Die Harmonie zwischen Einheit und Vielfalt, zwischen Monotonie und Vielschichtigkeit führt zu einem Rhythmus, der den eigentlichen künstlerischen Wert ausmacht.
Was heißt nun Vielfalt? Auf keinen Fall ein wüstes Durcheinander von Farben und Formen. Grundlage der Gestaltung ist einerseits die Vielfalt der Farben, natürlich auch die Tonwerte. Damit bezeichnet man das Gewicht der Farben und den Kontrast von Licht und Schatten.

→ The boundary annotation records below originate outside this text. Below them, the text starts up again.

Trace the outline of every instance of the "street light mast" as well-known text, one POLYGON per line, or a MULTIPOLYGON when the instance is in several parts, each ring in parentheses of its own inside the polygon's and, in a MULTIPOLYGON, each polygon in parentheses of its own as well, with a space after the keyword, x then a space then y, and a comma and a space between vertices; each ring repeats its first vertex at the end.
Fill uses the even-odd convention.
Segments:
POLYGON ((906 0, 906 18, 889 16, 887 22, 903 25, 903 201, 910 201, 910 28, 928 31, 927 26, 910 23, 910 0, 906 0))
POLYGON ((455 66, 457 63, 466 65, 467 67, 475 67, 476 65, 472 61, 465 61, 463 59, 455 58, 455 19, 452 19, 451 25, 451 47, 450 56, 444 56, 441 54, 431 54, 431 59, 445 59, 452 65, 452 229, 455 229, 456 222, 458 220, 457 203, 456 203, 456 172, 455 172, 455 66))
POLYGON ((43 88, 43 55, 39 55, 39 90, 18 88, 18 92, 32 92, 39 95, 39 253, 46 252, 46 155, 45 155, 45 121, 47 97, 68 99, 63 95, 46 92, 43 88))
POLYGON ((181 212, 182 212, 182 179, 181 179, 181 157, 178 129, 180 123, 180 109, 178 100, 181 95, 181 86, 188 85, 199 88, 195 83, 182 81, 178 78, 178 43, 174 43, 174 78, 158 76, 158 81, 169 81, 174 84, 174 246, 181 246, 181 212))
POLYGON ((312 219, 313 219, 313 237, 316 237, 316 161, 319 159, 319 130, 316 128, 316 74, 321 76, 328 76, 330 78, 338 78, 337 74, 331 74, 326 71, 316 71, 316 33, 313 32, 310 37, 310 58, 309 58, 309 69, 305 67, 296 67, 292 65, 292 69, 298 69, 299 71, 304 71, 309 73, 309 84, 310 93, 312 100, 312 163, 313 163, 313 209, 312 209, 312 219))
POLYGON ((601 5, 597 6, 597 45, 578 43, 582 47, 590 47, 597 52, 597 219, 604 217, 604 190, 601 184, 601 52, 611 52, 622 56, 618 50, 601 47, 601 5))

Vielfalt allein kann schnell im Chaos enden. Deshalb muß die Vielfalt System und Ordnung besitzen. Es sind die Prinzipien der Einheit zu beachten.
Einheit wird dadurch erreicht, daß das Zusammenspiel der Umrisse, das Abheben vom Hintergrund, Bilden und Überlagern mehrerer Formen, d.h. das Hintereinanderstellen von Gruppen, eine Serie von aufeinanderfolgenden Ebenen schafft.
Vielfalt in der Einheit erhält man auch durch die Schaffung von Entsprechungen. Das Gesetz der Wiederholung von Farben, Tönen, Formen, Linien und des Pinselstrichs, trägt wesentlich zur Einheit bei.
Die Formen und Flächen sind in ihren Beziehungen zueinander zu setzen, Symmetrie zu beachten, die Regeln des Gleichgewichts und der Ausgleich der Massen zu berücksichtigen. Traditionelle Kompositionsschemen sind einzuhalten.
Die Proportionen der Flächen zueinander sind nach dem goldenen Schnitt zu berechnen, d.h. dass die kleine Fläche sich zur großen Fläche verhalten muß wie die große Fläche zur Gesamtfläche.
Ich habe mich in erster Linie für das Aquarell entschieden, weil meine Motive, Licht, Nebel, Wasser, Schnee, Regen, Bäche, Seen und das Meer, kaum besser als im Aquarell auszudrücken sind.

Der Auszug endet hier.